This study reported the suitability of celomic fluid for very early prenatal diagnosis of monogenic diseases, isolating single fetal cells by a micromanipulator even in the presence of a high degree of maternal contamination. We have reported the application of celocentesis in five couples at risk for cystic fibrosis, of which one couple is at risk for both cystic fibrosis and beta thalassemia, and we have demonstrated for the first time that it is possible to perform very early prenatal diagnosis of cystic fibrosis using fetal cells present in the celomic fluid. Further, we have demonstrated that it is possible to perform molecular analysis in cases of couples at risk for two transmissible monogenic diseases and to control maternal DNA contamination.
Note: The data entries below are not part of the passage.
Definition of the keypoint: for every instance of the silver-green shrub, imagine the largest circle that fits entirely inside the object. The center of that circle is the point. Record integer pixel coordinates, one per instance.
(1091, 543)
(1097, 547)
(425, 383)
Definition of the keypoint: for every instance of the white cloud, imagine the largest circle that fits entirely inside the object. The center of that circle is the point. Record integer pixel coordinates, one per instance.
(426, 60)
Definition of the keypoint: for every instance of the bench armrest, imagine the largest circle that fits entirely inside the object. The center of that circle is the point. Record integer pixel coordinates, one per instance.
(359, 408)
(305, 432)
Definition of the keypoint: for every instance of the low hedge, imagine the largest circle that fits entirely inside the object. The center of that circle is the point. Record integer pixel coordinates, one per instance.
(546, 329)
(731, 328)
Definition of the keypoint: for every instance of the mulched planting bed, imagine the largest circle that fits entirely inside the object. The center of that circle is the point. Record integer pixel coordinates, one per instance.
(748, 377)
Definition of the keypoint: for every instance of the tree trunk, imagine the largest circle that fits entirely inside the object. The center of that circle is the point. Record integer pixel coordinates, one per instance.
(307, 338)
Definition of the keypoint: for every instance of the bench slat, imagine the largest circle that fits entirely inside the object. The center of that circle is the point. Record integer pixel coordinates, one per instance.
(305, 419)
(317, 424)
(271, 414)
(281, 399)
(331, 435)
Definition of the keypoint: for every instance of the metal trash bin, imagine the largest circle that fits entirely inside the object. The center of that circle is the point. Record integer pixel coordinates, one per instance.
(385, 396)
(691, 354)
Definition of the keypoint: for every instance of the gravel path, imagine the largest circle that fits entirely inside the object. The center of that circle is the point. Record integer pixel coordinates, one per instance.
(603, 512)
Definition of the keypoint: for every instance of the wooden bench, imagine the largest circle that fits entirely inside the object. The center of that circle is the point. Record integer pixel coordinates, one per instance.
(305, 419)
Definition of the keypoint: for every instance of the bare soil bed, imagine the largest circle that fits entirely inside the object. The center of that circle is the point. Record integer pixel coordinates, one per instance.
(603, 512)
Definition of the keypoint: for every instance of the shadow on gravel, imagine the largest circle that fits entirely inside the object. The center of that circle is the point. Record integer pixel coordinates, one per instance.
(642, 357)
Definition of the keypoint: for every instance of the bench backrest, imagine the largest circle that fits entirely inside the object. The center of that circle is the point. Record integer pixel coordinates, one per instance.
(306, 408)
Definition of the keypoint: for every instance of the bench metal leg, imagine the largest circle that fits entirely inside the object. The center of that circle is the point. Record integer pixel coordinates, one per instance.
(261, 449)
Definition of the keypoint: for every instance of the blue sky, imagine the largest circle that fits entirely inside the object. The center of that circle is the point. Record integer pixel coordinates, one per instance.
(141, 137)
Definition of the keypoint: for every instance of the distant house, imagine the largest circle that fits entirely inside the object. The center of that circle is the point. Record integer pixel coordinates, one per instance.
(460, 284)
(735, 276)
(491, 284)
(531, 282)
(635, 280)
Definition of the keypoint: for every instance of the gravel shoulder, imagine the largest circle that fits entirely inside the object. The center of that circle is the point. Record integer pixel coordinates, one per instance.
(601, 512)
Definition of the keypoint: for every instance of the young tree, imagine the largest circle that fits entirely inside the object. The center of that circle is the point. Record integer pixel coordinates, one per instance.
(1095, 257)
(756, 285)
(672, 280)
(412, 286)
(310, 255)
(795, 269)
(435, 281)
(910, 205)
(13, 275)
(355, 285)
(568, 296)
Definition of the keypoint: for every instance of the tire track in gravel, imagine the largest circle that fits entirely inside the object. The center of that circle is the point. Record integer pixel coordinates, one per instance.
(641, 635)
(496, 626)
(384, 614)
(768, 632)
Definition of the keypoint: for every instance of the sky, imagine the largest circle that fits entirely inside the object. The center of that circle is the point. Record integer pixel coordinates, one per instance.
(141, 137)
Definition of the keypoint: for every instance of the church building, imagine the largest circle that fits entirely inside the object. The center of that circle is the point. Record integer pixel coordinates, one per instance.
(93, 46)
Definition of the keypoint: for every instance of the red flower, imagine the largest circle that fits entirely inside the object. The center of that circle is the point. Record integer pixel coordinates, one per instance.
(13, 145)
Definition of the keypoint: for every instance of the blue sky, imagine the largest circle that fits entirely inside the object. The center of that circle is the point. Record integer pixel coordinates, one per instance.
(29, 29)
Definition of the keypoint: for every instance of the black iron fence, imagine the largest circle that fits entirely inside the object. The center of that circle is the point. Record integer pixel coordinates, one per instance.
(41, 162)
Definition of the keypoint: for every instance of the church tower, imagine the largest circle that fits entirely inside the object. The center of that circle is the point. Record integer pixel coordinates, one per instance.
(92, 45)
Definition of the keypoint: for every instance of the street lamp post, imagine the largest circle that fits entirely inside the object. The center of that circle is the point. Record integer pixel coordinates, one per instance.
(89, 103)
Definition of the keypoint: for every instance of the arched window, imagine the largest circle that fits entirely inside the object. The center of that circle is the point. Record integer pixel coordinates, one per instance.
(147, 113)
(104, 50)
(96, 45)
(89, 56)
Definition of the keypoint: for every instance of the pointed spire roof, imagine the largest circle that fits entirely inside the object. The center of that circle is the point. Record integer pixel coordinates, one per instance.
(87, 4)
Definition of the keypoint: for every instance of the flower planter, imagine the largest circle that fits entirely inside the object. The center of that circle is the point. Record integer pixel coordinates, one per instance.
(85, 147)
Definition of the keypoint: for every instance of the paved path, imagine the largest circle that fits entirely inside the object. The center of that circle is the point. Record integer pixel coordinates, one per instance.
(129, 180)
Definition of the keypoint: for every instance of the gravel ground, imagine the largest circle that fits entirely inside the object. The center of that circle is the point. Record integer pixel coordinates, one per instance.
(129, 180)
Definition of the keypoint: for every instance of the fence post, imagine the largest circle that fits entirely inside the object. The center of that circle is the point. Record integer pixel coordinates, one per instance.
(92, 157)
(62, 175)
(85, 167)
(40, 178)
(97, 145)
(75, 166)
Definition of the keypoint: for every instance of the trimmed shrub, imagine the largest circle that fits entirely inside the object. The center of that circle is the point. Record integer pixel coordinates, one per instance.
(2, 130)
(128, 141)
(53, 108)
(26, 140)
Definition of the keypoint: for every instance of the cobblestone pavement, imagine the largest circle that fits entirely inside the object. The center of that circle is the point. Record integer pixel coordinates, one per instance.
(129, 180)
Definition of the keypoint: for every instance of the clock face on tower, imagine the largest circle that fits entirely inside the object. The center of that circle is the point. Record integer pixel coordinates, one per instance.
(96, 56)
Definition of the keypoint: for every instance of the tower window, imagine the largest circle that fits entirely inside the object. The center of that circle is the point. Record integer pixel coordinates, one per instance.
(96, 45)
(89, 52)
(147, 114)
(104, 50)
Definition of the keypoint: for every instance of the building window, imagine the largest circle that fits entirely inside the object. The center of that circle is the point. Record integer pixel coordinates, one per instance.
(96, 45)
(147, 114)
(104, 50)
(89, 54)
In addition, the celomic fluid sampled in Greece arrived at our laboratory after 48 h, confirming the possibility to send celomic fluid while maintaining the cells’ integrity for molecular analysis.
The sensitivity and specificity of the procedure were very high, as demonstrated by analysis of placental tissue after VIP in three of the five reported cases, which was performed after genetic counseling, confirming the results obtained on celomic fluid.
In one case, it was not possible to obtain the aborted tissue, and in the other case, the patient refused control with other invasive procedures and the pregnancy is still ongoing without complications. The other point of interest of celocentesis concerns the possibility of obtaining the fetal karyotype in a very early period [43]. Today, the use of analysis of cell-free DNA in maternal blood is increasingly frequent; this technique provides screening for trisomies 21, 18, and 13 without any risk of fetal loss. However, this procedure is carried out after 10 weeks of gestation in order to minimize failure rate due to low fetal fraction. Cell-free DNA testing is another procedure used only in the case of different parental pathogenetic variants; otherwise, the only available options for prenatal diagnosis remain, to date, CVS or amniocentesis. Celocentesis may be an earlier valid alternative to CVS and amniocentesis, particularly in areas where specific monogenic diseases are present at a high frequency, such as hemoglobinopathy in the Mediterranean area. Furthermore, pregnancy termination is less risky in the first trimester of gestation than in later weeks, in case the patient prefers to undergo VIP. Another very important aspect is genetic counseling. This aspect represents a critical issue, especially in the case of a couple at risk for two different genetic diseases, as it is more complex to communicate with the couple. In this case, careful genetic counseling is mandatory, and a broader approach is strongly needed that takes into account the couple’s discomfort in learning that the fetus is healthy for one disease and affected by the other, which can give rise to hope for a more favorable outcome in the future.
In most countries, the deadline for voluntary interruption of pregnancy is 12 weeks. The possibility of carrying out prenatal diagnosis at such an early stage of pregnancy is important, above all, from a psychological point of view for the couple undertaking this path. In fact, the practice of therapeutic abortion carried out at 9/10 weeks of gestation is comparable to that of voluntary interruption of pregnancy carried out within 90 days in most countries in the world and, in some cases, with much less invasive procedures such as pharmacological treatment, which can be carried out in Italy up to 63 days into gestation. Furthermore, celocentesis can be used for all serious monogenic pathologies and allows finding the presence of DNA pathogenetic variants with an accuracy (according to our current data) of 100%.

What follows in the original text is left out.